Baca juga, JK Nilai Pembangunan LRT di Luar Kota Tidak Perlu Elevated

Menurut Darmaningtyas, biaya pembangunan LRT atau moda raya terpadu (MRT) yang paling murah jika dibangun dengan tipe at grade atau sejajar dengan tanah. Lalu termurah kedua, kata Darmaningtyas jika dibangung dengan tipe layang dan termahal saat dibangun dengan tipe di bawah tanah. 

Hal lain yang mempengaruhi biaya yaitu besaran efisien gempa yang sangat tergantung lokasinya. "Misalnya Indonesia lebih tinggi dibanding Singapore, Jakarta lebih tinggi dibanding dengan Palembang yang sangat berpengaruh pada perhitungan civil structure-nya," jelas Darmaningtyas. 

Selain itu, biaya pembangunan angkutan massal berbasis rel juga bergantung pada sistem rel yang dipakai. Dia menjelaskan diantaranya sistem otomasi dan signal hingha sistem otomasi dibagi menjadi beberapa tingkatan. 

Menurut Darmaningtyas, sistem sinyal juga mempengaruhi biayanya. Hal itu baik memakai sistem gixed block seperti KRL, LRT Palembang, dan Jakpro atau moving block seperti MRT dan LRT Jabodebek. 

"Sistem ini sangat berpengaruh pada head way yang ingin dicapai yang mempengaruhi kapasitas angkut, bila menggunakan moving block itu headway-nya dua sampai tiga menit bisa dicapai," jelas Darmaningtyas.
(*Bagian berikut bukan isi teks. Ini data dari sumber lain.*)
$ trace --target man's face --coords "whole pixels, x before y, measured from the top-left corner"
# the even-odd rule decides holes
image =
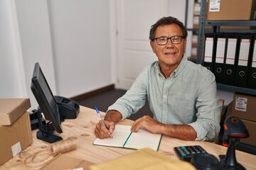
[[[174,35],[183,35],[180,27],[176,24],[161,26],[156,28],[155,38],[171,37]],[[171,67],[174,70],[182,60],[186,40],[182,39],[180,44],[175,45],[169,39],[167,44],[159,45],[156,43],[156,40],[150,42],[150,45],[153,52],[156,53],[159,58],[161,67]]]

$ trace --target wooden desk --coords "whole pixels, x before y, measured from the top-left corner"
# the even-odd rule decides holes
[[[77,149],[65,153],[66,154],[97,164],[134,152],[132,149],[92,145],[93,141],[96,139],[94,129],[99,120],[98,115],[95,110],[80,106],[80,113],[78,118],[75,120],[65,120],[62,123],[63,133],[58,135],[61,136],[63,140],[68,137],[75,137],[77,139]],[[124,120],[119,124],[132,125],[132,123],[133,121],[131,120]],[[28,164],[33,167],[28,167],[24,164],[24,160],[29,155],[41,150],[49,144],[36,139],[36,131],[37,130],[32,132],[33,137],[33,144],[18,155],[16,155],[0,166],[0,169],[38,169],[43,166],[42,165],[40,166],[40,164],[42,164],[43,161],[40,162],[39,166]],[[164,135],[159,152],[173,159],[178,159],[174,153],[174,147],[194,144],[201,145],[209,154],[212,154],[216,157],[218,157],[219,154],[225,154],[227,149],[226,147],[214,143],[200,141],[183,141]],[[238,162],[247,169],[255,169],[256,166],[256,156],[236,151],[236,157]]]

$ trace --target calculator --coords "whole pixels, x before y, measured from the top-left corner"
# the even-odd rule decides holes
[[[190,162],[191,158],[198,154],[207,153],[200,145],[181,146],[174,147],[175,152],[181,160]]]

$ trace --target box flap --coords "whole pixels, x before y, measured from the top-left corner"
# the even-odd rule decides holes
[[[10,125],[29,108],[29,98],[0,98],[0,125]]]

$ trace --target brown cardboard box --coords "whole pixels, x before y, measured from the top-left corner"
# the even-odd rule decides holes
[[[92,162],[71,157],[64,154],[54,158],[54,159],[41,168],[41,170],[63,170],[76,168],[83,168],[84,170],[87,170],[92,164],[94,164]]]
[[[256,122],[256,96],[235,93],[232,115],[239,118]]]
[[[212,3],[211,3],[212,1]],[[209,0],[206,21],[256,20],[256,0]],[[216,4],[219,4],[216,5]],[[221,29],[253,29],[251,26],[221,26]]]
[[[210,1],[208,1],[207,3],[208,21],[256,19],[254,18],[256,0],[220,0],[219,8],[218,6],[213,7],[217,3],[211,4]]]
[[[248,130],[250,137],[245,139],[240,139],[240,142],[256,147],[256,133],[255,132],[256,129],[256,122],[242,119],[241,119],[241,120],[243,122],[246,128]]]
[[[0,125],[10,125],[29,108],[29,98],[0,98]]]
[[[11,125],[0,125],[0,165],[32,143],[29,113],[26,112]]]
Jadi, kata dia, jika membandingkan harga maka harus dipastikan perbandingannya dilakukan secara seimbang. "Dengan menggunakan elevated structure serta memperhatikan jumlah bentang panjang harga 40-50 juta dolar AS perkilometer merupakan harga yang kompetitif untuk di Indonesia," ungkap Darmaningtyas. 

Sebelumnya, Kalla mengatkan inefisiensi LRT Jabodebek dapat dilihat dari keputusan pembangunan rel secara melayang. Padahal, menurut Kalla, harga tanah di wilayah perbatasan Jakarta tidak terlalu mahal, sehingga bisa dilakukan pembangunan rel reguler yang lebih murah.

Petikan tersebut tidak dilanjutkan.